Morocco and Algeria livestock added to UAE's bluetongue disease risk list

  Last Updated: Thursday 9th of December 2010 11:05:00 PM +0800HKT

Morocco and Algeria have been added to the list of countries whose livestock are affected by Bluetongue disease. Importing susceptible animals from these countries, therefore, should be under preconditions, said the UAE Ministry of Environment and Water (MoEW).

Bluetongue disease or catarrhal fever is a non-contagious, non-zoonotic, insect-borne viral disease afflicting ruminants mainly sheep and less frequently cattle, goats, buffalo, deer, dromedaries and antelope. It is caused by the Bluetongue virus.

The MoEW has attached the names of Morocco and Algeria to the Ministerial Decree No.(192) for the year 2009 on animals affected by Bluetongue disease.

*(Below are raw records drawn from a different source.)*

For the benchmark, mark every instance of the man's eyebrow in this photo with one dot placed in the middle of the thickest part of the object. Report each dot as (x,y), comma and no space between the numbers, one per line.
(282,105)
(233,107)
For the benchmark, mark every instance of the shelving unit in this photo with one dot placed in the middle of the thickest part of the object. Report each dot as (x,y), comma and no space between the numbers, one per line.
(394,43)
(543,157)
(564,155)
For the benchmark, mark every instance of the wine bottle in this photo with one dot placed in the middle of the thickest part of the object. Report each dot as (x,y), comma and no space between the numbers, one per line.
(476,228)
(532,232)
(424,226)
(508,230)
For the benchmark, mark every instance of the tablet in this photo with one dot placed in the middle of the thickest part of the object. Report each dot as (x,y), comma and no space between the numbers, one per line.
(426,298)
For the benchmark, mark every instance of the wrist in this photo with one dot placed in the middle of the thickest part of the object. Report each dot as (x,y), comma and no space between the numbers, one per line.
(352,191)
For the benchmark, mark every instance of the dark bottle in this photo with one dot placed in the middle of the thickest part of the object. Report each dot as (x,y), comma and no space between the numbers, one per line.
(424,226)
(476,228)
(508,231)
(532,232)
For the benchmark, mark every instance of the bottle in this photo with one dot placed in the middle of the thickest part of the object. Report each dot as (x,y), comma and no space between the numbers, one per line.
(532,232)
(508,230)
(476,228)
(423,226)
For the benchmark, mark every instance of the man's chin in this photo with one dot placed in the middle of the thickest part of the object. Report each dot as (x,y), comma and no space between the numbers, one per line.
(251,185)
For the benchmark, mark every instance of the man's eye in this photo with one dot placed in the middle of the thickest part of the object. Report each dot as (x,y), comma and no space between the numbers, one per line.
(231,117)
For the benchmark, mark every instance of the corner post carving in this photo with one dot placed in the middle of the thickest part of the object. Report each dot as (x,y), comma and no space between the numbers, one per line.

The adoption of the resolution was based on information received from the World Organisation for Animal Health as both countries are the hotbeds of the Bluetongue disease.

The two conditions that apply for the import of live animals and their products to the UAE from these two countries stipulate that these animals certified as not having been exposed to mosquito bites and Culicoides for a period not less than 28 days before the date of shipment. The animals should be subjected during this period to laboratory tests for the detection of antibodies to the disease or to determine the virus of Bluetongue and the results should be negative.

Also, the animals should have been vaccinated prior to export, but not before than 60 days prior to export. In case of imported donor animals for semen, eggs or embryos, they should be protected from the bites of mosquitoes to the same period of not less than 60 days before and during the collection of sperm or eggs or embryos.

The donor animals should have been subjected to virus isolation tests every 7 days and the results of blood samples should be negative both at the start of fluid collection and at the end.

The decree has also stipulated to provide certificates of origin for imported animals at the port of entry, as well as application of all health conditions and procedures for quarantine and animal welfare laws.